How is Jane treated unjustly as a child at Gateshead?

At Gateshead, Mrs. Reed always favors her own three children, Eliza, John, and Georgiania, over the poor relation Jane Eyre. John, especially, torments Jane many times a day, but Mrs. Reed pretends she doesn't see it. As Jane explains:

I had no appeal whatever against either his menaces or his inflictions; the servants did not like to offend their young master by taking my part against him, and Mrs. Reed was blind and deaf on the subject: she never saw him strike or heard him abuse me, though he did both now and then in her very presence, more frequently, however, behind her back.
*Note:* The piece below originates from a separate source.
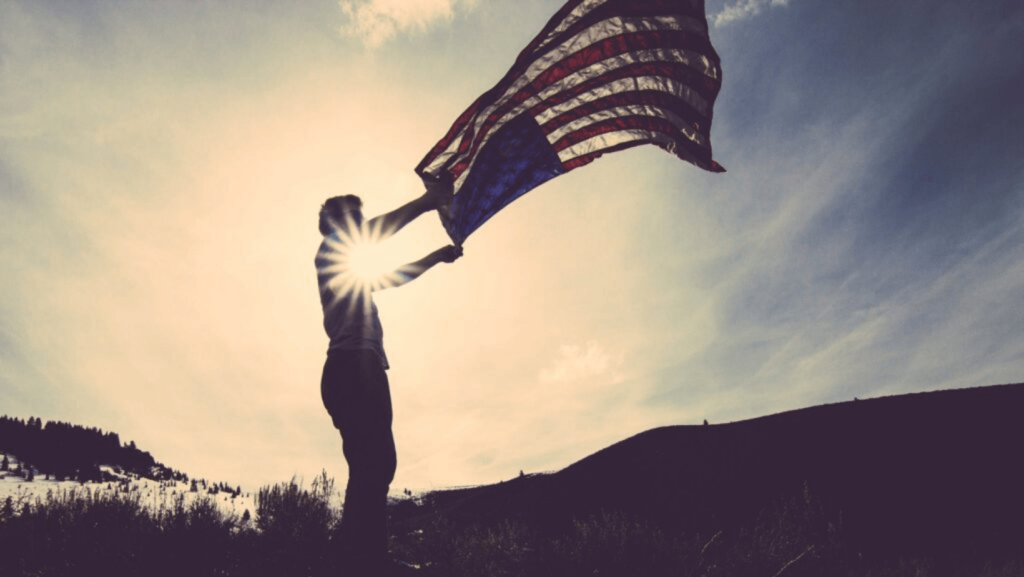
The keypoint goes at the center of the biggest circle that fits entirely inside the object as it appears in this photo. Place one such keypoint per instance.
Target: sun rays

Events come to a head when John throws a book at Jane, which causes her head to hit the door and start bleeding. Completely fed up with the abuse, Jane attacks John and is punished by being locked in the Red Room. In the Red Room, Jane wonders, Why is she, who always she tries so hard to do what is right, always treated badly? She knows Mrs. Reed dislikes her, and the servants favor the Reed children. She realizes this because they have nothing in common, and she realizes that she doesn't like them any more than they like her. But she also recognizes that if she could have been more like them, she wouldn't have been abused:

I know that had I been a sanguine, brilliant, careless, exacting, handsome, romping child—though equally dependent and friendless—Mrs. Reed would have endured my presence more complacently; her children would have entertained for me more of the cordiality of fellow-feeling; the servants would have been less prone to make me the scapegoat of the nursery.